When Brett Jackson and Josh Vitters were called up to Chicago last month, the Cubs could not have imagined they would struggle as much as they have.
To a lesser extent, Brett Jackson has not been as much of a disappointment as Josh Vitters.
Even though Jackson's batting average is a paltry .191, his OBP is .309 and SLG is .404, with a BABIP of .333. But while his speed has helped with his OBP and he's grounded into a mere one double play, he has attempted only two stolen bases in 31 games and in both cases was thrown out.
Jackson also seems not to have improved his plate discipline, accumulating a massive 48 strikeouts in those same 31 games; projected through an entire 162-game season, that’s a whopping 250.84 Ks per season. That amount would embarrass anyone outside of Adam Dunn.
Josh Vitters, on the other hand, has been a disappointment across the board.
Well, there has been one aspect of his MLB performance that is close to average. As putrid as his fielding at third had been in the minors, in 17 starts at the hot corner, he has had only two errors and a fielding percentage of .947—only five percentage points below the average for MLB third basemen.
Otherwise, he has thus far been appalling.
Unlike Brett Jackson, whose dreadful BA is offset by better-than-decent OBP and SLG percentages, Josh Vitters’ offensive line is…well…offensive.
In 25 games, Vitters’ BA is also below the Mendoza Line—and a half—at .093. The rest of his line is not much better. His OBP is .148 and SLG a measly .200.
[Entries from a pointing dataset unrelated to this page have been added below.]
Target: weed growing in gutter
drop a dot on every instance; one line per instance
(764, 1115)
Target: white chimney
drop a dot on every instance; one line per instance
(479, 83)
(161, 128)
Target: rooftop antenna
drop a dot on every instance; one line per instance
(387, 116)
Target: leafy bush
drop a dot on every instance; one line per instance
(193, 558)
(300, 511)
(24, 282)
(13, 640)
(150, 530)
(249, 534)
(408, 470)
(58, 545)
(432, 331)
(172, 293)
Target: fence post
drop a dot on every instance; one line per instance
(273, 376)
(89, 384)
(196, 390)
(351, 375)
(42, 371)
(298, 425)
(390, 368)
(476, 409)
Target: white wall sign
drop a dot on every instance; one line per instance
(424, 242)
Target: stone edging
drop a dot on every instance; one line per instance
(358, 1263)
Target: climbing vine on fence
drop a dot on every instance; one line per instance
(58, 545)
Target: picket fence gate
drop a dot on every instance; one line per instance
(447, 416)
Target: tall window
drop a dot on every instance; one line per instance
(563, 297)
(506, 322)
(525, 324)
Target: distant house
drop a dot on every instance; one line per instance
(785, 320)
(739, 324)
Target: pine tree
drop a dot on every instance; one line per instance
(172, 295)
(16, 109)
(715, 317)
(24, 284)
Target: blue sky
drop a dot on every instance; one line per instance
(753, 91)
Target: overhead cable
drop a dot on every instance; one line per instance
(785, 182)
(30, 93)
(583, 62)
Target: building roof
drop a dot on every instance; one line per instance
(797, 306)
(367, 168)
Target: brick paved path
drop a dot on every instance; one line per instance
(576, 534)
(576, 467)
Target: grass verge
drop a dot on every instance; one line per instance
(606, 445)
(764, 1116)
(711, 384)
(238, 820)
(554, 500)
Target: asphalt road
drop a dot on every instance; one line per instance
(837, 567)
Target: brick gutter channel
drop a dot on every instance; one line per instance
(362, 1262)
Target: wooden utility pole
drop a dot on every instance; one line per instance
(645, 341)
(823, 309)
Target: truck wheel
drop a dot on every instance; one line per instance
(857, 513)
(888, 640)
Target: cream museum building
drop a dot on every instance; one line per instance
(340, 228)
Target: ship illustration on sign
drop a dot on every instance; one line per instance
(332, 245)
If that is not bad enough for you, he has also amassed 25 strikeouts in 25 games, an easy conversion to a 162-game season.
So why have both of these two struggled at the plate?
Granted, they are seeing a higher caliber of pitching than that found in the minors. But for both of them to struggle as much as they are at the plate is dumbfounding.
Think of this: Before being called up, Josh Vitters was batting .304 at Iowa with a .356 OBP and .513 SLG.
My theory for his early plate struggles concerns his hitting pattern when advancing to higher levels and the amount of time spent at each level of minor league ball.
In the second half of 2009, he moved from Class A to Advanced Class A ball. At Single-A in 2009 before his promotion, his line was .316/.351/.535. Then in Advanced Class A ball, his line fell to .238/.260/.344.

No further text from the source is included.